This is a fine tutorial, but I must note that Rust async programming is a bad way to learn about Rust, and also is a bad way to learn about async programming. You should learn the basics of both Ruts and async programming elsewhere, and then try Rust async programming.

If you disagree, take a look at compile error in https://tokio.rs/tokio/tutorial/streams and think again. That is in fact NOT atypical. (Amusing paradox: you get less errors once you learned, but you get the most terrible errors when you are the least equipped to deal with them.)

To slightly exaggerate, I spend about half my time in Rust support chat channel in my locality to discourage people from trying Rust async programming without getting the basics of Rust. Their logic go: I am interested in Rust only for async network programming, I am not interested in Rust sync network programming, I also learn best by try using something in a project straight away, so I will just learn Rust by writing a Rust async programming project! This literally 100% fails, but people who do this really really want to do it that way, and discouragement doesn't really work, and they get really frustrated, and... I am not sure how to solve this.


What are good resources to learn async concepts? Is there some resource which covers past and present across various languages?

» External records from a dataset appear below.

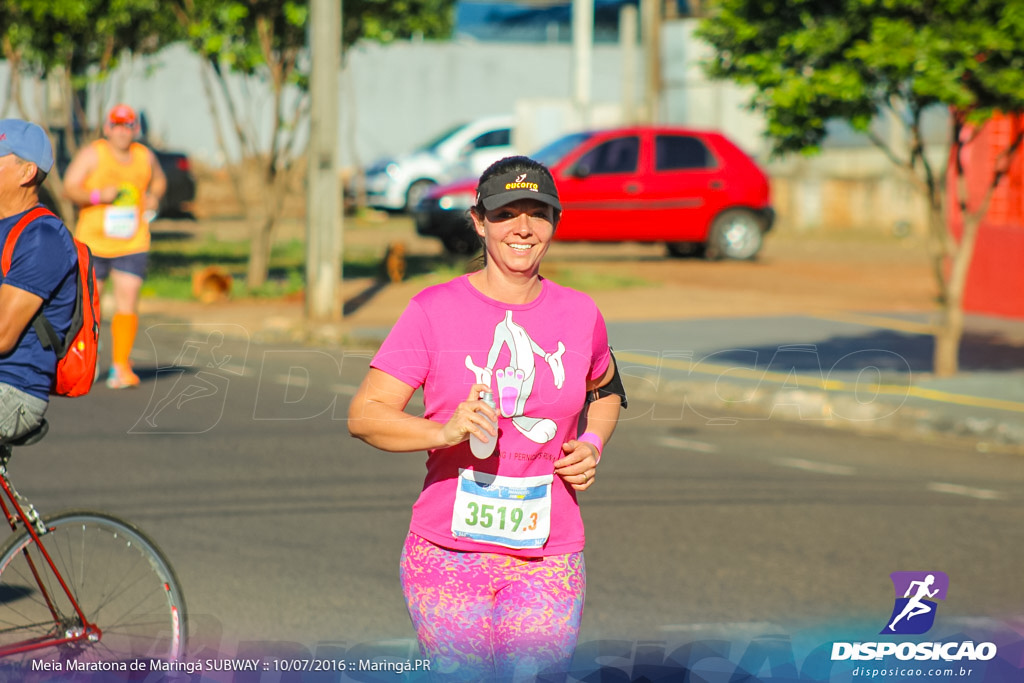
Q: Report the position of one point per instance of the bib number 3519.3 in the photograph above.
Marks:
(514, 512)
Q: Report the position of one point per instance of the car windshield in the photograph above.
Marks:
(552, 153)
(432, 144)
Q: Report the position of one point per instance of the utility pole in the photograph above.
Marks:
(650, 12)
(628, 43)
(583, 50)
(324, 204)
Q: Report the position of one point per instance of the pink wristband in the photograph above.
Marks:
(594, 439)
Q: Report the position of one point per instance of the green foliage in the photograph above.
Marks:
(84, 34)
(812, 60)
(384, 20)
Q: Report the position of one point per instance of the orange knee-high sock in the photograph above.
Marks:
(123, 330)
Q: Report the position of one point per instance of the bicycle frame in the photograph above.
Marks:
(17, 509)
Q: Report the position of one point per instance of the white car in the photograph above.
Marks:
(398, 183)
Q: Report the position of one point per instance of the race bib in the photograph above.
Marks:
(514, 512)
(121, 222)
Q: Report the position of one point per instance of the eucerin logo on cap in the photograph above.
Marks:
(520, 183)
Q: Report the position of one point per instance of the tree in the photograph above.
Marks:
(73, 46)
(811, 61)
(266, 40)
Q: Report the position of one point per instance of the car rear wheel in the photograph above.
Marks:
(735, 235)
(417, 191)
(685, 249)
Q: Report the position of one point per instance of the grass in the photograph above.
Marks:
(172, 262)
(174, 258)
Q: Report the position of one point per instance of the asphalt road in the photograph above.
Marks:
(236, 459)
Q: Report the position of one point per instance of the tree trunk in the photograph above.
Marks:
(259, 251)
(945, 361)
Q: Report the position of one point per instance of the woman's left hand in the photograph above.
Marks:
(579, 467)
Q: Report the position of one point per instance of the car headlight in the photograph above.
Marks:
(454, 202)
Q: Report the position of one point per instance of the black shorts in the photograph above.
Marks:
(135, 264)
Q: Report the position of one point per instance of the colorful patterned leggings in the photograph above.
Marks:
(484, 615)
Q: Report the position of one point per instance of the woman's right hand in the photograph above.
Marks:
(471, 417)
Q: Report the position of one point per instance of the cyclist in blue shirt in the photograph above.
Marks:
(42, 276)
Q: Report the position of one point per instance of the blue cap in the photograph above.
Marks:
(27, 141)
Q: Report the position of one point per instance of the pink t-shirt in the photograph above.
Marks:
(537, 358)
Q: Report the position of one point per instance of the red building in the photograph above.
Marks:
(995, 282)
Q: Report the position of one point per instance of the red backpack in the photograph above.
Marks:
(78, 350)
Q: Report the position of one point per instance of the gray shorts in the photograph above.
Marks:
(19, 412)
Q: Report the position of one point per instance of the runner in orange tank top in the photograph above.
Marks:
(117, 184)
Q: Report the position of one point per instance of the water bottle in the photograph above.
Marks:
(479, 449)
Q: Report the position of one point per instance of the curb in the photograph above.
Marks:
(730, 401)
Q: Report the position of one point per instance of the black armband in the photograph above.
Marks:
(614, 386)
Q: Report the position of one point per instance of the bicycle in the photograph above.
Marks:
(85, 586)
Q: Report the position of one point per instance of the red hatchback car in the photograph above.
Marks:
(692, 189)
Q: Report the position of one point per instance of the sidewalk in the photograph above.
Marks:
(843, 370)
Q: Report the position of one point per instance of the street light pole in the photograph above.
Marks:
(324, 215)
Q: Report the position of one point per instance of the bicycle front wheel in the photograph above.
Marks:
(121, 581)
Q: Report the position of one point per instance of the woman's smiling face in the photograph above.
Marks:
(516, 236)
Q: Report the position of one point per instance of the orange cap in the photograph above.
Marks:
(121, 114)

A resource which would conceptually cover - sync, async, blocking, non-blocking, threading, event loop/reactor, coroutines, futures/promises, async/await, fibres/green-threads, etc.


With my Windows/UWP and Android hat on, this only works when async is the only model available and the whole stack is designed for async programming, thus making it somehow easier do follow up on it.

This is actually the reason why those stacks don't offer sync APIs.


I think async is for infraestructure writers of a very small selection of libs and servers (web server, db server, etc).

For the rest of us, is parallel and batch that is more useful imho, with at most, the ability to do something in the "background".


Yeah. `async` involves a lot of sophisticated and bleeding edge machinery, and is not really "fully ready" for wide-consumption, IMO.

What's funny is that while `async` is great tool to have 99% of programs will not see a difference.


I think wide consumption is getting there, but I don't think it will be ever ready for consumption by learners. There is just a lot under the hood.

(It pains me to write that because otherwise I am very much against Joel's law of leaky abstractions, I believe in aiming for leak-proof abstractions, and I know they are possible. It's just that it probably is not always possible, and it is especially hard to abstract learnability, and it is a lot of work even when it is possible.)

While I also think most people do not need async and will not see differences, I focus on learning aspect and refrain from saying "you probably don't need it", because I found people are not stupid and people who insist on async usually have actual need for async. This may be due to what kind of people congregate on my local community and may not hold elsewhere though.


i haven’t had any issues with compile errors but holy moly when i forget to await something or block a thread...

if I didn’t know Rust decently already those problems would have broken me


Hold on, there is way more documentation than before ! Things like “when to use std::sync::mutex vs tokio::sync::mutex” were not there 1 version ago ! additionally, framing and streams will be of great help for my current project!


Redis is one of those things that deceptively looks like it would be easy to build in the eyes of a beginner engineer but in reality is a great technical achievement.


Don't just tease the subject, share some highlights!


This is pretty neat. I’ve always thought Redis was a good way (and arguably a better one) to get to grips with network code in a new language/runtime.

I did it for asyncio, Go, Clojure and a few other things.